In older schools, I see lots of stair doors with push/pull hardware - no latch.  This is especially prevalent in schools in New York City, because they were still using the 1968 code until the new one was introduced in 2008.

a) Does anyone know when/why the change was made to go to latching hardware on these doors?  Was there a specific fire or test results that initiated the code change proposal?

b) If a school is not having a substantial modification done, is there anything that would drive them to change the hardware?  For example, if they are replacing a pair of doors, are they allowed to install push/pull hardware again?

c) In your jurisdiction, have you required any schools to upgrade their stair doors to rated doors with fire exit hardware?  I was in one school recently where the fire marshal had required closers to be installed on all of the corridor doors to classrooms, and he felt that created enough compartmentalization that the non-latching stair doors were acceptable.  Do you think this is a valid compromise?

I'd appreciate any history or information you can give me relative to this topic.  It's an issue that comes up a lot.  The school my kids go to has an "open plan," - no doors on the stairs or the classrooms!


----------



## mark handler (Jan 31, 2012)

A push/pull function does not allow a fire door to perform its function of remaining closed during a fire.

A manufacturer cannot fire label a door with only a push/pull function.


----------



## Builder Bob (Jan 31, 2012)

Alot of school construction has been less restrictive than model codes due to cost of construction - tradeoffs were often discussed and some options were for fire alarm system vs. closers for doors with latching hardware. A signficant fire occured in our Lady of the Angels in Chicago in 1958. Alot of features were in this school which would have been in the schools constructed in 1968 codes. Heating systems were installed but generally used glass transom above the doors to allow for "natural" ventilation and allowed a crosswind to be created when windows were opened. Stairways generally had doors to teh roof to allow the natural flow of air from the corridors into the stairways to act as a natural chiminey for aire circulation. Nice for creature comfort at a signficant savings...... but deadly in fires.

The anser for what would be required for schools changing doors, etc.... would be left up to the political acceptability of what is permissionable for the AHJ to request/ enforce.


----------



## Paul Sweet (Jan 31, 2012)

Before Virginia adopted BOCA in 1973, unenclosed stairs were permitted in 2-story assembly or office buildings.  Doors to stairwells had to be self-closing, but didn't require latches in stairs connecting fewer than 4 floors.  I don't know of any requirements to retrofit these doors.

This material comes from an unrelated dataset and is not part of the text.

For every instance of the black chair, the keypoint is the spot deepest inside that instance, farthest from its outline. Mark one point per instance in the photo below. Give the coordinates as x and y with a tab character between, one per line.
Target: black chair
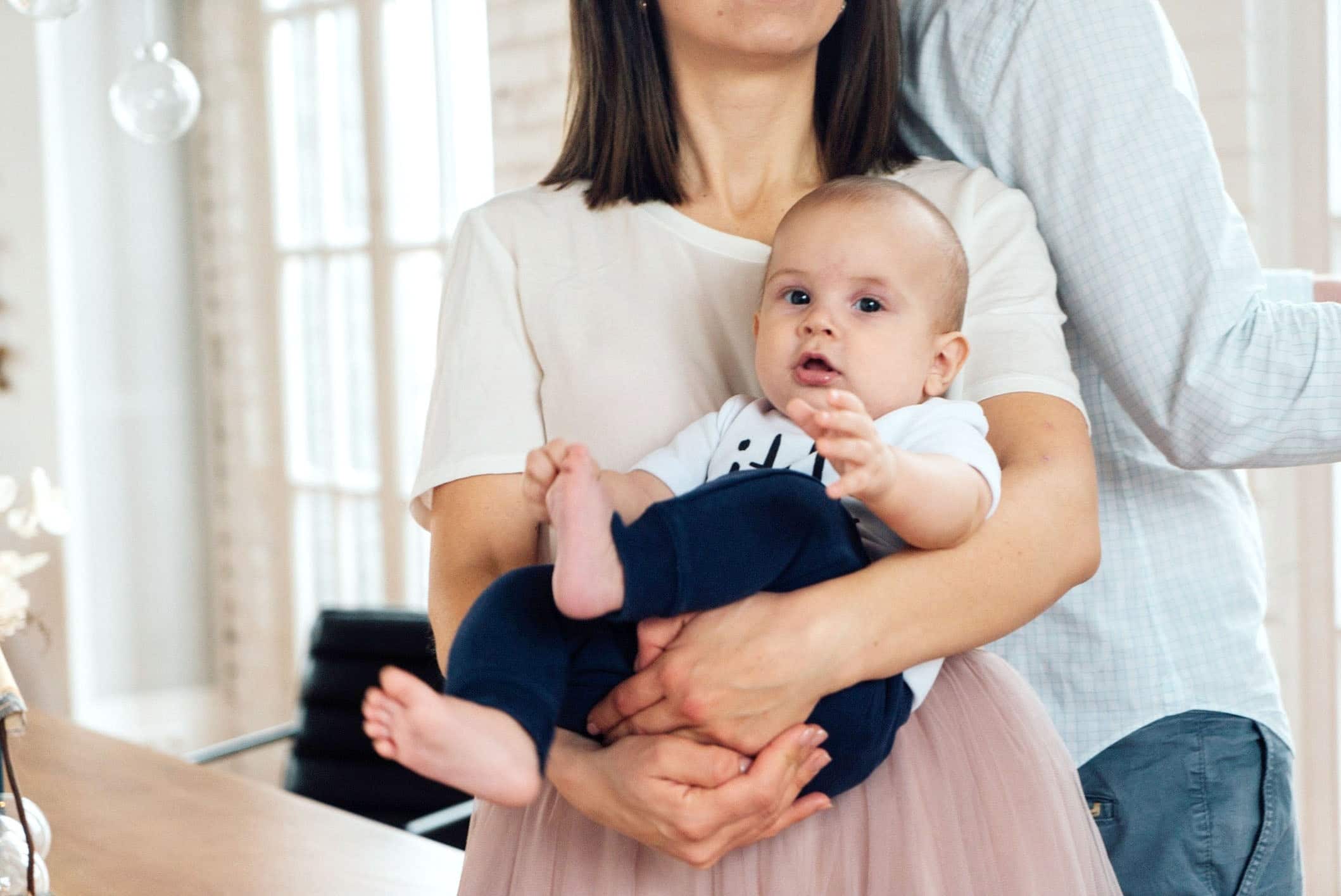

Older buildings generally had shallower rooms with more exterior exposure than newer buildings.  A fire in a room would usually break out the glass and draw air out of the corridor, so there wouldn't be the positive pressure that fire doors have to be tested to now.

Lori, congratulations on your new position and award!


----------



## TJacobs (Feb 1, 2012)

Are the doors in question labeled fire doors?  Are they enclosing a fire-rated stairway?  Was the corridor required to be rated?


----------



## LGreene (Feb 1, 2012)

TJacobs said:
			
		

> Are the doors in question labeled fire doors?  Are they enclosing a fire-rated stairway?  Was the corridor required to be rated?


I will check the 1968 NYC code and get back to you.


----------



## LGreene (Feb 5, 2012)

Found it!!

In the 1968 NYC Building Code (which was in use until the 2008 code was created), Table 3-4 requires a 2-hour fire resistance rating for the enclosure of vertical exits, exit passageways, hoistways, and shafts (1 hour for Class II-C, II-D, and II-E).

But buried under section C26-604.4 27-371 Doors, it says "c. Latch bolts shall be provided on all exit doors and corridor doors to hold them in a closed position against the pressure of expanding gases except that this requirement shall not apply to doors in stair enclosures in buildings classified in Occupancy Group G."  (Group G was Educational.)

So, would you agree that:

a) Existing doors can remain as-is (no latch).

b) If the school is just replacing a pair of doors as part of their maintenance plan, they need to add latching fire exit hardware because the door manufacturers can not supply rated wood doors without latches per their UL/Intertek listings.

c) In an extensive renovation where a building permit is issued under the current code, latching fire exit hardware would have to be installed on the stair doors in the area of the renovation.

Thanks for your help!


----------